Comprehensive Automated Multimedia Recoding for Wikimedia
Benefits to Wikimedia:
Wikimedia will be poised to easily present audio and video sourced from contributions
uploaded in a wide range of multimedia formats using an in-browser player.
Synopsis:
A quick analysis of contributions will occur at upload time to determine their type and, in
the case of audio or video files, whether the server knows how to recode them to an Ogg
format. In the case of files that can be recoded, the user will receive a simple “upload
successful” message, and the source file will be added to a queue of recoding jobs. In the
case of eccentric formats that the server can’t decode, the user will be informed that their
contribution won’t be available on the in-browser player, and directed to help on how to
upload contributions in compatible formats.
A second script (running perhaps as a cron job) will routinely monitor the job queue,
dispatching new jobs to the appropriate recoding software and monitoring its progress.
Upon job completion, the script will update the necessary databases to reflect the recoded
file’s availability.

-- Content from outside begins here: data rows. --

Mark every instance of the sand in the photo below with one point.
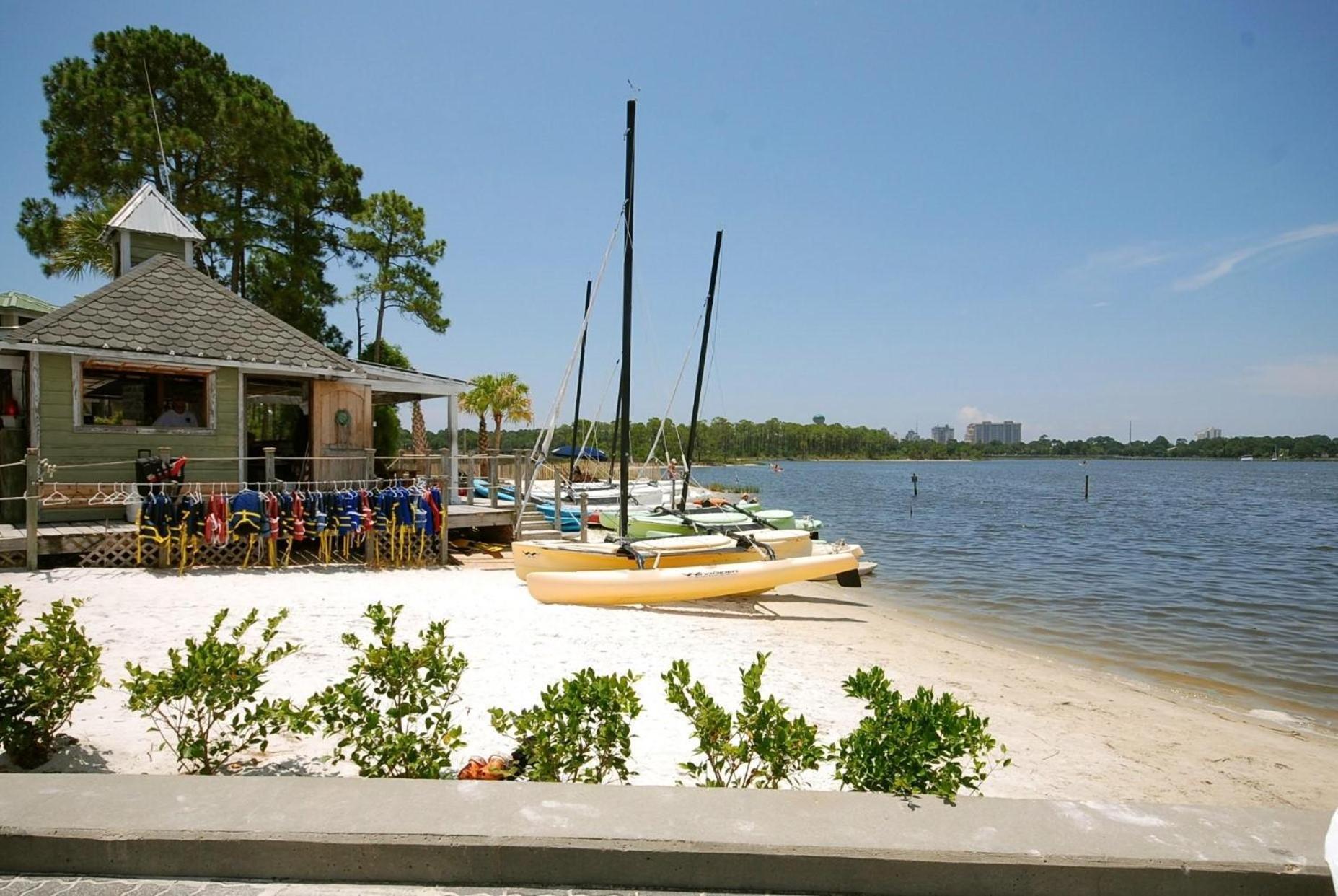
(1073, 733)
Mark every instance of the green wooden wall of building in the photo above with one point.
(62, 443)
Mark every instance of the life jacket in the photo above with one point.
(299, 518)
(247, 514)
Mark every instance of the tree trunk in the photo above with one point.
(358, 310)
(380, 319)
(419, 429)
(234, 276)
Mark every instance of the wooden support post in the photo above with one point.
(369, 476)
(452, 470)
(446, 504)
(493, 478)
(34, 468)
(165, 455)
(557, 498)
(519, 487)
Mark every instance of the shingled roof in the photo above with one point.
(165, 307)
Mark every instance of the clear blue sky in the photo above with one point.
(1064, 214)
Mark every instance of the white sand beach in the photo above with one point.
(1073, 733)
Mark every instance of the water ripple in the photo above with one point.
(1220, 576)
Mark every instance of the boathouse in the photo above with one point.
(166, 357)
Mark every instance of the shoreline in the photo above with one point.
(1073, 732)
(1208, 692)
(1076, 459)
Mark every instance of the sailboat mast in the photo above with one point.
(625, 379)
(701, 372)
(576, 420)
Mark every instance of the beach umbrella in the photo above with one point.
(589, 452)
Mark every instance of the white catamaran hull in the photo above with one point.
(682, 584)
(560, 555)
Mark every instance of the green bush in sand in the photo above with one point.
(203, 706)
(757, 747)
(392, 713)
(45, 673)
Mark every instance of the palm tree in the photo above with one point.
(419, 431)
(81, 250)
(480, 402)
(510, 403)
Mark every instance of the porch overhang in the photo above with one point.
(394, 385)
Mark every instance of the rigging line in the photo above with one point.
(673, 393)
(599, 411)
(162, 154)
(541, 447)
(655, 361)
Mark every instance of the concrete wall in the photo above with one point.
(493, 833)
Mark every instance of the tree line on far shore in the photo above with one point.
(724, 440)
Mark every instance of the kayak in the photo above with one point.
(555, 555)
(641, 523)
(613, 587)
(671, 522)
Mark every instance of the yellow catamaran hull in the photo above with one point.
(682, 584)
(660, 553)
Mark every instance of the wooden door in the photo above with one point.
(341, 429)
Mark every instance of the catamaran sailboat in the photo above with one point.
(676, 567)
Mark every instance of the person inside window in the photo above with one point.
(177, 415)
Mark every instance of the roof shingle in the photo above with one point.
(165, 307)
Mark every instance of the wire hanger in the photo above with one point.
(56, 496)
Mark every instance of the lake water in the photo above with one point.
(1214, 576)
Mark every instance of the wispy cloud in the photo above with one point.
(1124, 258)
(1309, 377)
(969, 413)
(1107, 264)
(1228, 264)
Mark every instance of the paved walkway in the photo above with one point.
(32, 886)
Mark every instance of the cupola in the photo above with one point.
(149, 225)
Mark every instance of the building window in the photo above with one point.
(164, 398)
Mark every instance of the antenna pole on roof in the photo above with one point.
(625, 380)
(164, 173)
(576, 420)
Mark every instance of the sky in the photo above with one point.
(1072, 216)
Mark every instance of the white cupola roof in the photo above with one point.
(146, 227)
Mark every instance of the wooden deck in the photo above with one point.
(76, 538)
(59, 538)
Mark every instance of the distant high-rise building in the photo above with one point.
(985, 432)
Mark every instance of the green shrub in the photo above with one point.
(581, 731)
(391, 714)
(923, 745)
(45, 673)
(203, 705)
(757, 747)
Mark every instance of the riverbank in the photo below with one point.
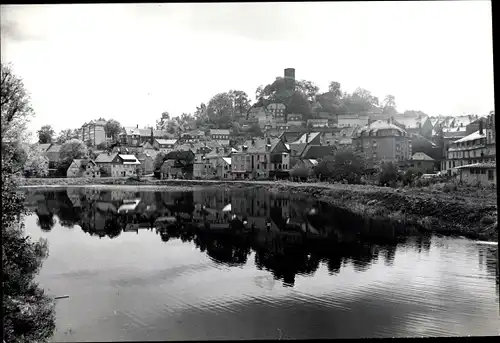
(469, 212)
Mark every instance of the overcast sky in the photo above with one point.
(131, 62)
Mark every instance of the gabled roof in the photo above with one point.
(296, 149)
(317, 151)
(258, 145)
(306, 138)
(166, 141)
(146, 132)
(43, 147)
(54, 148)
(420, 156)
(381, 125)
(487, 165)
(105, 158)
(471, 137)
(129, 159)
(82, 163)
(219, 132)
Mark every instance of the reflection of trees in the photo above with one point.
(225, 250)
(285, 254)
(286, 266)
(46, 222)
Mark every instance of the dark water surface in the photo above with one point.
(131, 279)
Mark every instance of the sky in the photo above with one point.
(131, 62)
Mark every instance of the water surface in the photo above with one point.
(128, 281)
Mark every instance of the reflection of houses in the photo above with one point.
(83, 168)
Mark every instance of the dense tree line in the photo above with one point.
(28, 313)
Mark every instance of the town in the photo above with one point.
(291, 132)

The script could also report jobs that fail unexpectedly at this stage to
editors/administrators in a similar fashion.
Deliverables:
* An upload analyzer script that rapidly determines if a given file is a valid audio/video
type, and if so determines the feasibility of recoding it to Vorbis or Theora. It will report
its findings to the contributors at upload time, and enqueue suitable jobs for recoding.
* A recode manager script, designed to run either daemon-style or as a frequently
recurring cron-job, will monitor the recoding job queue, issue commands to the necessary
applications to decode/recode many file types, and update appropriate databases when
jobs finish. At minimum, I would make use of ffmpeg and mplayer to support the formats
they can decode. One job would be run at a time per server.
* Minor tweaks to existing media playback pages to make them aware of complete/not
yet available recode jobs. Ideally this would be in collaboration with another student
working on the in-browser player.
Development Methodology:
There is a wealth of software I can make use of to help in the basic task, some of it even
native to PHP – see for example getID3.sourceforge.net, which can tell me a whole lot
about what an upload is or isn’t right from the get-go. Using information from this and
other utilities accessed through command-line interfaces I can establish exactly what an
uploaded file is and use this information to determine what software / commands will be
necessary to decode/resize/downsample it for use in streaming to a browser-based player.
I anticipate using ffmpeg2theora as the ultimate last step in all video encoding jobs.
Ffmpeg would also be a reasonable means of encoding vorbis files, but I might choose
something else.
The queue would likely be implemented as a single MySQL database table, containing
source file information, job status, and queue order. This design should be easily
adaptable to have the recode processing occur on another machine (or even multiple
machines) in a server cluster, especially if the servers have access to a shared MySQL
database. With that, all that is necessary is a means for the recoding system(s) to access
the original file over the network. The recoding script would then just download or mount
the source file after selecting an unclaimed job from the queue.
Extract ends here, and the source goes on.